This project provides a modular chat and agent execution framework, supporting various models and agent types. Explore the code in the GitHub repository or try the current demo at sophia.sh (email: [email protected], password: jane).

Sophia UI

Goals

The objectives of the first iteration of this project were to:

build a chat system supporting multiple models and agents with streaming and proper chat history management.
create a modular agent server architecture that is easily extensible and independent of framework, language or runtime.

Chat Interface

The chat interface features a basic thread-based chat system that supports streaming through Server-Sent Events (SSE).

Thread State & Versioning

Unlike traditional interfaces such as ChatGPT, the design principle here is that editing a message should never erase historical context.

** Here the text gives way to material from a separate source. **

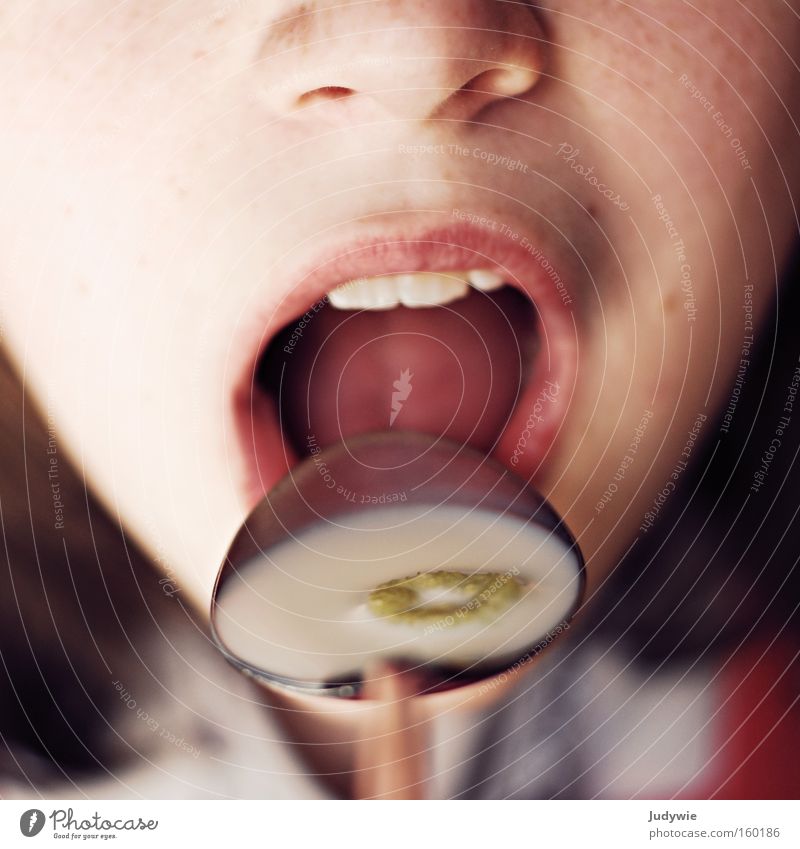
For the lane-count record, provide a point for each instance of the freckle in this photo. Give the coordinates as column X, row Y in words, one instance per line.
column 671, row 302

Internally we represent each thread as a tree of thread states:

Thread Chain: thread state = parent state + new messages.
Editing: editing a past message creates a new branch, leaving existing messages intact.
Visualization: The UI visually represents this tree structure, allowing users to navigate to any state and resume the conversation from this point.

Thread State Graph

Agent Runtime

Core Idea

The implementation of our chat client and our execution layer shouldn't be tightly coupled to models or frameworks. The server therefore exposes two small, composable interfaces:

Thread API: everything the chat frontend needs (auth, messages, SSE updates)
Worker API: a thin execution layer for LLMs and agents

Adding a Worker

To integrate a new worker, we define a worker.toml configuration file, the code that runs the worker and a JSON schema for the configuration.

Folder Structure:

workers/
└─ anthropic_worker/
   ├─ worker.toml
   ├─ config_schema.json
   └─ main.py

worker.toml:

id = "anthropic_worker"
name = "Anthropic Worker"

type = "python"
entrypoint_path = "main.py"

config_schema_path = "config_schema.json"

config_schema.json

{
  "$schema": "http://json-schema.org/draft-04/schema#",
  "type": "object",
  "properties": {
    "model": {
      "enum": ["claude-3-5-haiku-latest"],
      "type": "string"
    }
  },
  "required": ["model"]
}

On startup the server discovers all folders inside of workers/, loads the TOML and exposes all available workers and their configuration schemas to the client. When a client creates a new run, it executes the entrypoint in a child process and passes a run_id. The worker script can then interact with the server through the API endpoints to retrieve its configuration, arguments, threads and stream new messages.